In 2019 GoodWe was ranked “World’s Number 1 Storage Inverter Supplier” by Wood Mackenzie and there was indeed much speculation about which storage product would receive the glamorous TÜV award this year. It was later confirmed that the EH Series had received the highest score due its versatility, safety and efficiency and overall ease of installation. GoodWe’s EH Series is a high-quality storage inverter with battery-ready function and, as part of this evaluation, it was tested against competitors’ products on the categories of efficiency, output and input capability, power quality and thermal stability. GoodWe is coming first on the below parameters thus becoming this year’s undisputed champion:
1. Efficiency: This inverter can achieve a Max MPPT efficiency of 99.9% and comes with two MPPTs, which makes it a leader among single-phase storage inverters.
2. Max. Input Power: EH Series is the first single-phase storage inverter in the market compatible with bifacial double-glass modules, which allows 12.5A input current per string.
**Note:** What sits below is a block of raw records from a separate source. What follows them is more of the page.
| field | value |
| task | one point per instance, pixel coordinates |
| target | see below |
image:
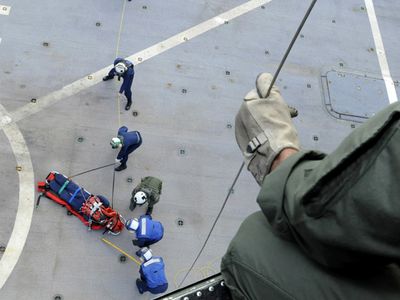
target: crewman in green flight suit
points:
(329, 225)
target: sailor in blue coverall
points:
(152, 274)
(128, 142)
(125, 69)
(148, 231)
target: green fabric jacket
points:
(342, 209)
(332, 226)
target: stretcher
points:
(94, 211)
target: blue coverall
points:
(152, 276)
(130, 142)
(149, 232)
(127, 78)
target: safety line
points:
(112, 190)
(116, 55)
(215, 222)
(241, 167)
(380, 51)
(122, 251)
(290, 46)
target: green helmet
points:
(116, 143)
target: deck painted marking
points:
(5, 10)
(141, 56)
(8, 123)
(26, 201)
(380, 51)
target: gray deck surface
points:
(60, 256)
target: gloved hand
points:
(263, 127)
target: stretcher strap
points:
(63, 187)
(74, 195)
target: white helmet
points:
(120, 68)
(116, 143)
(132, 224)
(146, 253)
(140, 197)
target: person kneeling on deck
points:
(128, 142)
(148, 190)
(152, 273)
(147, 231)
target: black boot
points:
(121, 167)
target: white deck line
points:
(26, 200)
(380, 51)
(139, 57)
(8, 124)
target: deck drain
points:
(182, 152)
(179, 222)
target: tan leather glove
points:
(263, 127)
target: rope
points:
(91, 170)
(291, 46)
(112, 191)
(122, 251)
(215, 222)
(241, 167)
(116, 55)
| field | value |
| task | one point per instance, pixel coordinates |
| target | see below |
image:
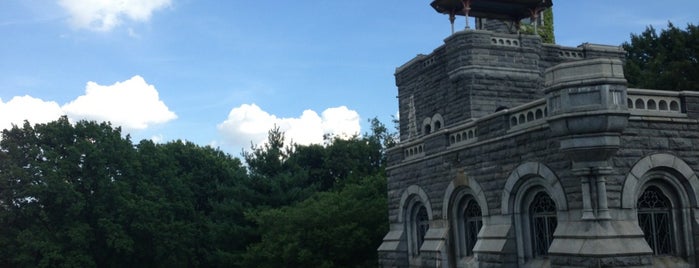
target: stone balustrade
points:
(653, 101)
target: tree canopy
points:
(666, 61)
(81, 195)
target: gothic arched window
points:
(655, 219)
(473, 222)
(418, 225)
(543, 223)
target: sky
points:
(222, 73)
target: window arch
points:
(656, 220)
(543, 222)
(473, 221)
(417, 224)
(467, 220)
(533, 195)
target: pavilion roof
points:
(494, 9)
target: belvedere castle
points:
(516, 153)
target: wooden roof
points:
(494, 9)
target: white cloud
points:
(249, 123)
(27, 108)
(104, 15)
(132, 104)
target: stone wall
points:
(515, 114)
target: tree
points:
(669, 61)
(545, 30)
(61, 192)
(331, 229)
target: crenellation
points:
(521, 122)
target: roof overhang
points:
(493, 9)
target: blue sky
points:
(222, 73)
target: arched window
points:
(543, 223)
(473, 222)
(655, 219)
(418, 225)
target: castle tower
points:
(516, 153)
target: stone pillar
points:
(586, 102)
It also allows 35% DC oversizing to fully maximize capacity.
3. Max. Output Power: The EH Series proved to be able to improve AC output capability, generating more power thanks to its ability to support 1.1 times rated power output for extended periods.
Apart from its strong performance, EH Series offers customers the possibility to upgrade to a full energy storage solution by simply purchasing an activation code. Moreover, the fact that it takes less than 10 seconds to switch from grid to PV helps users avoid expensive intakes from the grid. It comes with an automatic UPS function and one of its most remarkable features is that even when it is on back-up mode it can still supply power to large loads. Last but not least, the communication cables come pre-wired, reducing installation time significantly. The Plug & Play AC connector also makes operation and maintenance a lot more convenient.
The three key features of the EH Series that stood out were its 30% oversizing ratio on the DC side, its outstanding and unique UPS function and its compatibility with several brands of high-voltage battery brands, including BYD.
GoodWe has come a long way in the C&I segment, expanding its portfolio to include products up to 136kW and up to 12 MPPTs. In this year’s TÜV Rheinland award the MT Series (50-80kW) topped the list with its high efficiency, 50% DC input oversizing capability and 15% AC output overloading. The MT Series inverter comes with four MPPTs and is also capable of operating at 50 degrees Celsius. In addition, it offers optional PLC communication.
At the ceremony award, Mr. Huang Min mentioned that year after year, despite the challenges, GoodWe has consistently delivered high-quality inverters ranging from residential, storage, C&I and utility. Consistency and versatility have been GoodWe’s most important assets and its main contributions to the ongoing energy transformation. GoodWe would like to express its appreciation to its customers and partners for their continuous support and for sharing all that valuable feedback that helps us improve our products.
GoodWe is a leading, strategically thinking enterprise which focuses on research and manufacturing of PV inverters and energy storage solutions.